Energy Market Report - 08 May 2026
European energy markets opened higher on Friday after Thursday's broad-based decline, as overnight reports of US-Iran naval clashes in the Strait of Hormuz and renewed attacks on UAE infrastructure brought a geopolitical risk premium back into front-end pricing. The move comes against a backdrop of comfortable physical supply and improving wind forecasts, leaving the curve caught between near-term political risk and a fundamentally well-supplied summer.
Natural Gas
NBP day-ahead opened at 109.70 p/therm with morning indicative levels firming towards 112.00 p/therm, while NBP front-month settled at 106.87 p/therm on Thursday and TTF Jun-26 closed at €43.56/MWh, both since recovering the bulk of Thursday's losses. Norwegian unplanned outages at Troll (21.9 mcm/d, compressor failure) and Kårstø (5 mcm/d, process problems) have now been resolved, lifting exit nominations to 279 mcm/d and flows to the UK to around 51 mcm/d on stronger Langeled deliveries of 37.70 mcm/d. UK LNG send-out is steady at 12 mcm/d, with the system around 7 mcm/d long and demand at 178.99 mcm.
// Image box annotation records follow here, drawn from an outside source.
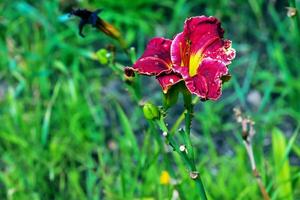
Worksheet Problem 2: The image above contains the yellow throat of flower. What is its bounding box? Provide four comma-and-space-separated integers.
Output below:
189, 50, 203, 77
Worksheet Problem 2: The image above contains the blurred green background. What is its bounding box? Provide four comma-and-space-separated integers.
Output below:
0, 0, 300, 200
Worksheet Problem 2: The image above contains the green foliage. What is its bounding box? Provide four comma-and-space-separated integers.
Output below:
0, 0, 300, 200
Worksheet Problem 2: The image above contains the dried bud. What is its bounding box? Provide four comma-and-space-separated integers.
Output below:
179, 145, 186, 152
143, 102, 160, 120
286, 7, 297, 17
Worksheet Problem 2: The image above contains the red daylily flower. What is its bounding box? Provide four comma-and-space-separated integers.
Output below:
125, 16, 235, 100
125, 37, 182, 93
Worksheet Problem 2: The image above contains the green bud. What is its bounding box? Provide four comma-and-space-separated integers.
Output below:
143, 102, 159, 120
96, 49, 108, 65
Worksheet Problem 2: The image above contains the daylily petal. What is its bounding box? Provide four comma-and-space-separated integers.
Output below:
203, 39, 235, 65
132, 38, 172, 75
185, 58, 228, 100
141, 37, 172, 64
133, 57, 171, 76
171, 16, 235, 77
171, 32, 190, 70
157, 73, 182, 93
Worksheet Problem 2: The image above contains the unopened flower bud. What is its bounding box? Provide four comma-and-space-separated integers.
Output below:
143, 103, 159, 120
179, 145, 186, 152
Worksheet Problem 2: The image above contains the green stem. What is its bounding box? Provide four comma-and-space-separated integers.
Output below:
156, 115, 207, 200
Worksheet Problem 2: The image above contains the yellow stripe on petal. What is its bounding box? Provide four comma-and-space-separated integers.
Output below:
189, 50, 203, 77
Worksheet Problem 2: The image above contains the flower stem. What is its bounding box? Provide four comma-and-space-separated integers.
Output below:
156, 109, 207, 200
243, 140, 270, 200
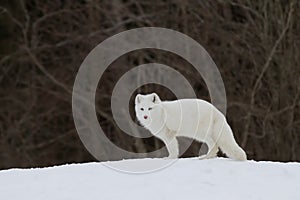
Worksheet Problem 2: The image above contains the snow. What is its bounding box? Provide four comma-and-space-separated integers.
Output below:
0, 158, 300, 200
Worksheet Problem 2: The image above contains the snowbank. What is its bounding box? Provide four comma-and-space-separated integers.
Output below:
0, 158, 300, 200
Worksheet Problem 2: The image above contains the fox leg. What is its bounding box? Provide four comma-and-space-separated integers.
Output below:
159, 130, 179, 158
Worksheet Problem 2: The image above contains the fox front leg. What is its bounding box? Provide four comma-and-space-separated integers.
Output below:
161, 131, 179, 159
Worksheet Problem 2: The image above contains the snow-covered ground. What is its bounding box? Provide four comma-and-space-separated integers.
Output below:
0, 158, 300, 200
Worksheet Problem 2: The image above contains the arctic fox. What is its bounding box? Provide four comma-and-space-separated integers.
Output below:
135, 93, 247, 160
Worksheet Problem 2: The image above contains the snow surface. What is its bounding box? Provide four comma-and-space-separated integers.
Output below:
0, 158, 300, 200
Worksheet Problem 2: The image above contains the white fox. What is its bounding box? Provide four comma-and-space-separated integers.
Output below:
135, 93, 247, 160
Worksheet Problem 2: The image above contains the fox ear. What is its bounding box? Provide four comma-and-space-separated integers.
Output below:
135, 94, 142, 104
152, 93, 161, 103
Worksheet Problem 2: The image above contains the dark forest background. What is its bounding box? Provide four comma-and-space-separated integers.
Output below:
0, 0, 300, 169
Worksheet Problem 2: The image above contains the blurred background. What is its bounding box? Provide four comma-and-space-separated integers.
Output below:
0, 0, 300, 169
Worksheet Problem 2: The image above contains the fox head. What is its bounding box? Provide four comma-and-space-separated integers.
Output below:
135, 93, 161, 127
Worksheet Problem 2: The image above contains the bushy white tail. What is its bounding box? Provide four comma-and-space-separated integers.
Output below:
215, 123, 247, 161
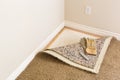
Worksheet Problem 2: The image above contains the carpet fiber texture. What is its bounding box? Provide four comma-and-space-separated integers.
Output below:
16, 39, 120, 80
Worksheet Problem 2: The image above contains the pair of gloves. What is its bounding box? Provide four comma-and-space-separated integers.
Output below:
80, 38, 97, 55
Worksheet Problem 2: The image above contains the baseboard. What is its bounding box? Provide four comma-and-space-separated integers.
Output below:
7, 22, 64, 80
65, 21, 120, 40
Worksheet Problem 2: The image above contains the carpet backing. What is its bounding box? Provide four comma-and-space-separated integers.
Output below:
16, 39, 120, 80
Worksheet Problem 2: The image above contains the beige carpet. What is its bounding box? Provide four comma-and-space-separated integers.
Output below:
17, 39, 120, 80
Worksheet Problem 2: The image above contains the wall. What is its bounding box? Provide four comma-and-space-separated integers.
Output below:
0, 0, 64, 80
65, 0, 120, 33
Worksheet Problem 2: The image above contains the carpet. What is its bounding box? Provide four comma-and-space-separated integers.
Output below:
16, 39, 120, 80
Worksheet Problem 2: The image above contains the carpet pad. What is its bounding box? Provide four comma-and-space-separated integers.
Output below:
16, 39, 120, 80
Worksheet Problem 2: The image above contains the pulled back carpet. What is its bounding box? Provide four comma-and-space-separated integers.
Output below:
16, 39, 120, 80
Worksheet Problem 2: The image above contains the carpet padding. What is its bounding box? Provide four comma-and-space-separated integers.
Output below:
16, 39, 120, 80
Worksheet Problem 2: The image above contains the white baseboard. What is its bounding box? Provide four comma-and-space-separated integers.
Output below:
7, 21, 120, 80
65, 21, 120, 40
7, 22, 64, 80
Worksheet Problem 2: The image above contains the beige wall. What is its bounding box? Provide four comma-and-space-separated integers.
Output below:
65, 0, 120, 33
0, 0, 64, 80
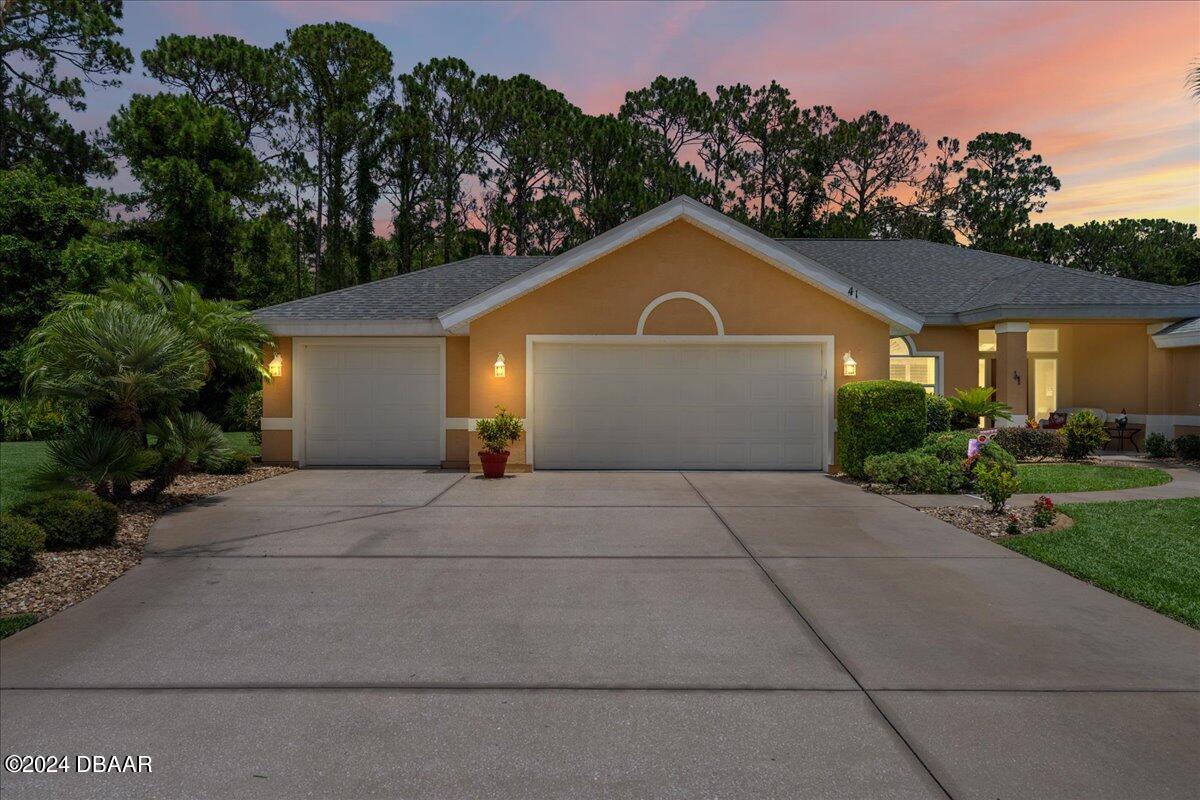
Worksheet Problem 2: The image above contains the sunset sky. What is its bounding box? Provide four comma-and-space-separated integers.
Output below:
83, 0, 1200, 223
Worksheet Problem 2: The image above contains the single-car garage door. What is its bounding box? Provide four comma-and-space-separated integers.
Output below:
302, 339, 444, 465
533, 342, 826, 469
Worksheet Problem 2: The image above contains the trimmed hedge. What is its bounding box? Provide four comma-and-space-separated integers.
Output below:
12, 492, 120, 551
992, 426, 1067, 461
0, 513, 46, 578
838, 380, 926, 479
925, 392, 954, 433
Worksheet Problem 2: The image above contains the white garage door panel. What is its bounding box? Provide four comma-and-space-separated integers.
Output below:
533, 342, 826, 469
305, 341, 443, 465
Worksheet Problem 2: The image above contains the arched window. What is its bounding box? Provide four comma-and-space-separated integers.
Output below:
888, 336, 942, 395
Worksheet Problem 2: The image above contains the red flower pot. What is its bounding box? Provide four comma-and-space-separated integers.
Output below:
479, 450, 509, 477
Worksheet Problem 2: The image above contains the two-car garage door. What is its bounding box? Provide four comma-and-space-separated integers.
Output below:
532, 342, 826, 469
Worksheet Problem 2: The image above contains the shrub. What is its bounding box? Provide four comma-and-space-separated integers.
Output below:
992, 427, 1067, 461
196, 451, 253, 475
475, 405, 524, 453
1033, 494, 1058, 528
838, 380, 925, 479
946, 386, 1013, 429
863, 450, 958, 494
0, 513, 46, 578
976, 462, 1021, 513
1174, 433, 1200, 461
925, 392, 954, 433
1062, 409, 1109, 461
1146, 433, 1175, 458
12, 492, 120, 551
0, 397, 84, 441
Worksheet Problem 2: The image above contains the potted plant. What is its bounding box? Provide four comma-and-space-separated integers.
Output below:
475, 405, 524, 477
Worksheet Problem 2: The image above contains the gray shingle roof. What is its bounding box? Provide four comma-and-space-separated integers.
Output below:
254, 255, 548, 323
781, 239, 1200, 317
256, 239, 1200, 324
1158, 317, 1200, 335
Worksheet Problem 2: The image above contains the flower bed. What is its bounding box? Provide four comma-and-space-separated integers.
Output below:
0, 467, 292, 619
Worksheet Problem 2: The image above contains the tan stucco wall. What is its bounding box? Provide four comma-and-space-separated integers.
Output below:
912, 325, 979, 395
470, 221, 888, 470
263, 336, 293, 417
263, 431, 293, 464
913, 320, 1200, 415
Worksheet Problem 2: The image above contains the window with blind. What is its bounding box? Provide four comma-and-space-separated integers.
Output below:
889, 336, 938, 395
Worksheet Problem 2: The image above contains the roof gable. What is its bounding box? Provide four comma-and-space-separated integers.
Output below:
438, 197, 923, 332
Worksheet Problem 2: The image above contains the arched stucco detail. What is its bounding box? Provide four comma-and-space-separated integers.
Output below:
637, 291, 725, 336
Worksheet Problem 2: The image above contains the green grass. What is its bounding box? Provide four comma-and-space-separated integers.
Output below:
0, 441, 46, 511
1001, 498, 1200, 628
0, 614, 37, 639
0, 433, 262, 511
1016, 464, 1171, 494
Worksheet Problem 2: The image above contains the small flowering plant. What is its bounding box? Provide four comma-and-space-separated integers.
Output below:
1033, 494, 1058, 528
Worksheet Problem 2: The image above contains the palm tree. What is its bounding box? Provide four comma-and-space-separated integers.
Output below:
946, 386, 1013, 429
25, 300, 208, 432
64, 272, 271, 378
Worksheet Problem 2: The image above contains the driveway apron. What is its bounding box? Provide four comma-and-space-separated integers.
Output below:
0, 470, 1200, 799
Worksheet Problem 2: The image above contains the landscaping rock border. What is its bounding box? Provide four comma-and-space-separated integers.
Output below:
0, 467, 292, 619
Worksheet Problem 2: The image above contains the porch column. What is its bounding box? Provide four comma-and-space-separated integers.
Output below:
1142, 323, 1175, 441
996, 323, 1030, 426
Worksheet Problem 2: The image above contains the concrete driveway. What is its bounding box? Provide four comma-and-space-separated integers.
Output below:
0, 470, 1200, 800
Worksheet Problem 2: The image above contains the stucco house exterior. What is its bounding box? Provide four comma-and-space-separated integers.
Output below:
256, 198, 1200, 469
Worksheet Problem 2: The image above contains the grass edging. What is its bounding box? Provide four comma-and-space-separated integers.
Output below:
997, 498, 1200, 628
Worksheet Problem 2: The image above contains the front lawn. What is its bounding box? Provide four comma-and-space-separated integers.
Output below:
0, 433, 262, 511
0, 441, 46, 511
1001, 496, 1200, 628
1016, 464, 1171, 494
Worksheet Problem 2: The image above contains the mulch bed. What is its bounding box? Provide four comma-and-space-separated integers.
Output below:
920, 506, 1074, 540
0, 467, 292, 619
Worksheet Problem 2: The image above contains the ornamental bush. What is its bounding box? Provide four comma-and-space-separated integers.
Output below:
1174, 433, 1200, 461
992, 427, 1067, 461
12, 492, 120, 551
0, 513, 46, 578
976, 462, 1021, 513
925, 392, 954, 433
1146, 433, 1175, 458
1062, 409, 1109, 461
838, 380, 926, 479
863, 450, 956, 494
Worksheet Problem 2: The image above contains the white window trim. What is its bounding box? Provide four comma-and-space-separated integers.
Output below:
524, 333, 835, 469
888, 336, 946, 396
292, 336, 446, 467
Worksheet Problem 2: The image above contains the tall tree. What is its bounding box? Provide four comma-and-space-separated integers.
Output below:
400, 59, 486, 261
955, 133, 1062, 253
109, 95, 264, 297
829, 110, 926, 219
566, 114, 654, 239
142, 34, 289, 144
700, 83, 750, 211
479, 74, 581, 255
0, 0, 133, 184
288, 23, 392, 291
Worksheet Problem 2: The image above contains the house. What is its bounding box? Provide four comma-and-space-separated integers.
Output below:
256, 198, 1200, 469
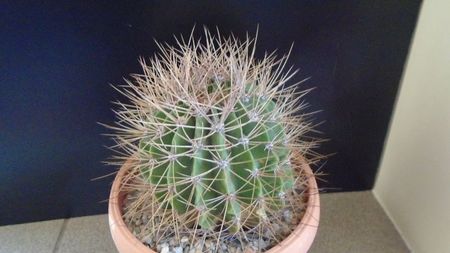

EU storage stood at 34.25% on 5 May with UK sites at 25%, leaving a sizeable summer injection task that continues to underpin the Win-26 to Sum-27 spread. UK temperatures are forecast to fall below seasonal norms from 10 May and remain below into mid-June, supporting near-term LDZ demand.
Electricity
UK baseload day-ahead settled at £107.00/MWh on Thursday, down £1.92/MWh, before tracking gas higher in early Friday trade. Win-26 closed at £93.16/MWh and Cal-27 at £79.37/MWh, with morning indicative levels firmer across the curve. Wind generation has underperformed across NW Europe this week, leaving CCGT as the largest source of GB power and lifting prompt volatility, but forecasts now point to wind rising above seasonal norms across the weekend and into next week. The nuclear fleet remains constrained, with Heysham 1-1 in a 130-day planned outage, Torness-1 offline since 1 May, Heysham 2-8 entering planned maintenance today, and Sizewell B-1 and B-2 outages stacked into late May. Continental power tracked similarly, with German Cal-27 baseload hitting €90/MWh, a three-week low, on weaker EU ETS prices.
Other Commodities
Brent front-month settled at $100.06/bbl on Thursday, down $1.19 on the day and roughly $12/bbl over the week, before adding around $3/bbl in early Friday trade on the Hormuz news. WTI sat at $94.81/bbl. Coal ARA CIF Cal-27 closed at $117.25/t, broadly steady on the day but down 3.84% on the week, with the curve tracking softer European power demand. EUA Dec-26 settled at €75.13/t, down €0.92/t, with UK ETS Dec-27 down €1.56/t in equivalent terms, both reflecting softer power demand expectations and a subdued EU industrial backdrop. JKM M+1 closed at $16.80/MMBtu against Henry Hub at $2.70/MMBtu, leaving the transatlantic spread firmly supportive of US LNG flows into Europe through the summer. Sterling softened modestly, with GBP/EUR at 1.1573 and GBP/USD at 1.3551.